I have the next expression:

population = tree.xpath('(//tr/td/b/a[contains(text(), "Population")]/../../following-sibling::td/span/following-sibling::text())[1] or'
                            '//tr/td/b/a[contains(text(), "Population")]/../../following-sibling::td/span/text())

which returns 'True'.

If I use "|" instead of 'or', it combines values of the 1st and 2nd paths, like this ['11 061 886', '▼'].

How to make the logic like:

If the 1st path exists:
    get the 1st value
elif the 2nd path exists:
    get the 2nd value
else:
    pass

?

I understand that this is simple, but can't find the answer.

Answer 1

If you really can't find an XPath 2.0 processor, there are some workarounds in XPath 1.0 which may work for you.

If you want to select node-sets, then in place of

if (A) then B else C

you can write

B[A] | C[not(A)]

while remembering that the condition A may have to be changed because the context node is different.

If you want to return strings, then in place of

if (A) then B else C

you can use the hideous workaround

concat(substring(B, 1, boolean(A) div 0), substring(C, 1, not(A) div 0))

which relies on the fact that (true div 0) is positive infinity, while (false div 0) is NaN.

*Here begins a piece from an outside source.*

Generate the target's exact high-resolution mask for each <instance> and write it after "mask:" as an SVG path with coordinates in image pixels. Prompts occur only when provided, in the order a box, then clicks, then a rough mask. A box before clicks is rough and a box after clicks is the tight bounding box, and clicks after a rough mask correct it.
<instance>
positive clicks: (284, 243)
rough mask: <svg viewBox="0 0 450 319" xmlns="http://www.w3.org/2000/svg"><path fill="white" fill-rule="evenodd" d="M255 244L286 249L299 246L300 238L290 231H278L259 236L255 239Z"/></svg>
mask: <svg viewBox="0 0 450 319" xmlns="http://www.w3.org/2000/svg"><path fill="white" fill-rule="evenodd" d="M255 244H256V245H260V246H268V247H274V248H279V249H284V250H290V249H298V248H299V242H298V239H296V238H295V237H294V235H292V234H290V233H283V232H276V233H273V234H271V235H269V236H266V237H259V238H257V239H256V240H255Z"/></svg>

(I think I've got that right. It's years since I have used XPath 1.0. But there is some such expression that works.)

For numbers, you can use

B * boolean(A) + C * not(A)

replying on false=0, true=1.

For a multiple conditional like

if (A) then X else if (B) then Y else Z

you can use similar logic, for example with node-sets it becomes

X[A] | Y[not(A) and B] | Z[not(A or B)]